The Pentagon has announced the deaths of a 1st Squadron, 91st Cavalry Regiment captain and sergeant in Afghanistan.
Capt. David A. Boris, 30, of Pottsville, Pa., and Sgt. Adrian E. Hike, 26, of Callender, Iowa, were killed Monday near Bermel in eastern Afghanistan when their vehicle was hit by a roadside bomb. Both were members of 1-91’s Troop A deployed out of Schweinfurt, Germany.
Boris, a 1999 West Point graduate, graduated from Pottsville High School in 1995, where he was a standout athlete and Honor Society member, according to the Pottsville Republican-Herald.
“He was a great guy. I don’t know how else to describe him,” Linda Pavao, Boris’ mother-in-law, told the Republican-Herald. “If we could have handpicked a husband for our daughter, he would have been it.”
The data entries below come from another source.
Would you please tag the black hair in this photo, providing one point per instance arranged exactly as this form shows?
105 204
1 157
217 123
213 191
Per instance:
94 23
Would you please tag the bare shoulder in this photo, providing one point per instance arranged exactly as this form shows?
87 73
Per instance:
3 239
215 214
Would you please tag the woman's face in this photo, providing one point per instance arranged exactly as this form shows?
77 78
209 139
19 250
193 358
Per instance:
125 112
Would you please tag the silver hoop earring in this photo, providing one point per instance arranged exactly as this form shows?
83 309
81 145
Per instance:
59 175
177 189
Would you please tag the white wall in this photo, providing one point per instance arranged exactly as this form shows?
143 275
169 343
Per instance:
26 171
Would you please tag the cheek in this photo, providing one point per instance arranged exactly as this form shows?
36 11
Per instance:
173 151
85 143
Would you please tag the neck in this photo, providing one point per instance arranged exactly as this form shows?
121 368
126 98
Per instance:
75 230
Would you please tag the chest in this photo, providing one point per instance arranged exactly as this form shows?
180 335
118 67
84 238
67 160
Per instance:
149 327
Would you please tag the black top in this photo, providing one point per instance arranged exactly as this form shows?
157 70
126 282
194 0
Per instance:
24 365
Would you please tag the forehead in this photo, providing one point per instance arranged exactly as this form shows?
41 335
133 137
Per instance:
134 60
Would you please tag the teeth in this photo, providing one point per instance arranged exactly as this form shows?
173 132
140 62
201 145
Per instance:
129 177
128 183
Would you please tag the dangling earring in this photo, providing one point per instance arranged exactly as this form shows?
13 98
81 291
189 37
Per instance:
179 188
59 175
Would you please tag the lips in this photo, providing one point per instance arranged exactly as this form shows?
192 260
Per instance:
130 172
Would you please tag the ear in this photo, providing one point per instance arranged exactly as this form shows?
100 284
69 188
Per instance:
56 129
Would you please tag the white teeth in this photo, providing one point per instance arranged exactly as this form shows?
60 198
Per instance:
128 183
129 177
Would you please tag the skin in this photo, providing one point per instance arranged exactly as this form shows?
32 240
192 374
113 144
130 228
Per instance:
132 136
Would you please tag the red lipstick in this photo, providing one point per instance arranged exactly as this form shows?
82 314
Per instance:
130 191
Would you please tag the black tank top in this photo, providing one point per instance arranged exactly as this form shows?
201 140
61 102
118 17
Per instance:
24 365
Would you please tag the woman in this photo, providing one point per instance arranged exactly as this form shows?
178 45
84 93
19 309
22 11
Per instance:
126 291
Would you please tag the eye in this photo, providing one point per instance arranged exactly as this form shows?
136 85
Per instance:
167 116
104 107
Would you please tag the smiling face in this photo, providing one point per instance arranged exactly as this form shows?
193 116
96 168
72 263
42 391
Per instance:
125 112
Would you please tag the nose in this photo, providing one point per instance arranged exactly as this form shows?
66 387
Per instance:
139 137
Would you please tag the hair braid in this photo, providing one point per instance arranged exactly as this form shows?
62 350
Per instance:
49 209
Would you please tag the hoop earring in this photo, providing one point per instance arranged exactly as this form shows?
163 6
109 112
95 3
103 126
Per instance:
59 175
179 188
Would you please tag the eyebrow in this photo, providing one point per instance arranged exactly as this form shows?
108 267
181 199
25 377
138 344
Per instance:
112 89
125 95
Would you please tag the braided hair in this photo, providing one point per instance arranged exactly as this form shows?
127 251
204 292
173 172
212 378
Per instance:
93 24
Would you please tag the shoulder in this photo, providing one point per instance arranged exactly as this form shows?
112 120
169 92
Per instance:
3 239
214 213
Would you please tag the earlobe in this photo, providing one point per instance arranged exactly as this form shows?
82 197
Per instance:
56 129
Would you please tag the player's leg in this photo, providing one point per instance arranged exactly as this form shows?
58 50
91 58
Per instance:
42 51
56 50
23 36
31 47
Boris’ wife of eight years, Jaime, resides in Schweinfurt. Pavao also said that Boris was looking to acquire a teaching position at West Point after his time in Afghanistan was complete.
On his second deployment, Hike previously had received a Purple Heart for actions in Iraq in 2005.
A 2000 graduate of Sac City High School in Sac City, Iowa, Hike believed in what he was doing, his mother, Kim Bird, told NBC affiliate KTIV. “(He) was a very giving person,” she said, adding that he loved being in the Army.
One of Hike’s former employers, Darwin Otto, of Casey’s General Store in Sac City, told KTIV, “His goal was always to strive for the best. That’s why he ended up what he is, because that’s what he wanted to be. He wanted to do something with his life.”
Hike is survived by his parents and four brothers.
A memorial service has been scheduled for 11 a.m. Nov. 28 at Ledward Barracks chapel in Schweinfurt.
Boris and Hike were the fourth and fifth members of 1-91 killed since the 173rd Airborne Brigade Combat Team, of which the squadron is a part, deployed on a 15-month assignment in May.
The brigade has now lost 26 during this rotation, equaling the number of soldiers lost on their two previous deployments downrange combined, having lost nine men in Iraq in 2003-04, and 17 in Afghanistan in 2005-06.